In a 2017 study, he and colleagues found that a third of all young patients treated for anterior cruciate ligament (ACL) injuries would incur a second ACL tear or graft rupture, and that a swift return to athletic activities is the best predictor of a secondary ACL injury.

Surgically repaired labrum injuries are similar. ACL injuries without surgery also require young athletes to wear braces and take more time off from their sport.

Growing Concerns

The potential impact on growth plates, which remain active in males through age 16 and females through age 14, has been considered a reason to defer surgery for children and younger adolescents.

Orthopaedic surgeons must work around the physis of the distal femur and the proximal tibia to preserve natural growth of bones and cartilage.

“In the past, we didn’t do surgery on younger kids because of concern that it might impact the growth plates,” Dale said.

“We’ve found that kids are not able to effectively modify their activities or consistently wear a brace, making them vulnerable to subsequent meniscus tears or other injuries,” he said.

“Now, we can do it in a way to avoid drilling through the growth plates.”

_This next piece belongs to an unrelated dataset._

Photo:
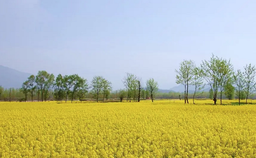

One new surgical approach shown to be successful in even prepubescent children uses iliotibial band autograft and avoids tunnel reaming.

“In really young kids, less than 10 years old with a lot of growth remaining, this new surgery to wrap the iliotibial band through the knee to recreate the ACL can be a great option,” Dale explained.

In shoulder surgery, arthroscopic techniques are used, when possible, to remove damaged tissue and reanchor the labrum onto the bone. Smaller incisions and, when needed, either allograph or autograph bone grafts have proven successful, Dale said.

Conducting surgery more swiftly after injury also has provided positive results.

“We want to do shoulder surgery quicker, after the first or second incident, to repair soft tissues or, when it does involve the bone and cartilage, to do open surgery. The longer we wait to do surgery, the higher chance of recurrent shoulder instability even after surgery.”

Risks of the Game

Key to the long recovery period are the risks inherent in engaging in athletic activity, particularly following a significant injury.

According to recent studies, boys are more often injured playing football and soccer, while girls are injured most in soccer, basketball and skiing.

Females have higher risks due to differences in bone alignment that create a tendency to land with knees pointed inward, as well as some differences in collagen makeup.

Regardless of age, anyone who undergoes ACL reconstruction has approximately a 5 percent chance of tearing the graph after surgery, according to Dale.

For patients below the age of 18, the risk jumps to 30 percent for ACL reconstructions. The risk of recurrent instability after shoulder surgery is also 20 percent. What’s more, younger patients also incur a 10 percent higher likelihood of sustaining an injury in a previously uninjured limb.

Measuring the length of a patient’s recuperation time after orthopaedic surgery remains highly predictive of the risk of future injury, the surgeon emphasized.

About the Expert

Kevin Dale, M.D.

Kevin M. Dale, M.D., is an assistant professor in the Division of Pediatric Orthopaedics at Vanderbilt University Medical Center. His specialities include adolescent sports medicine, orthopaedic surgery, and adolescent and young adult health.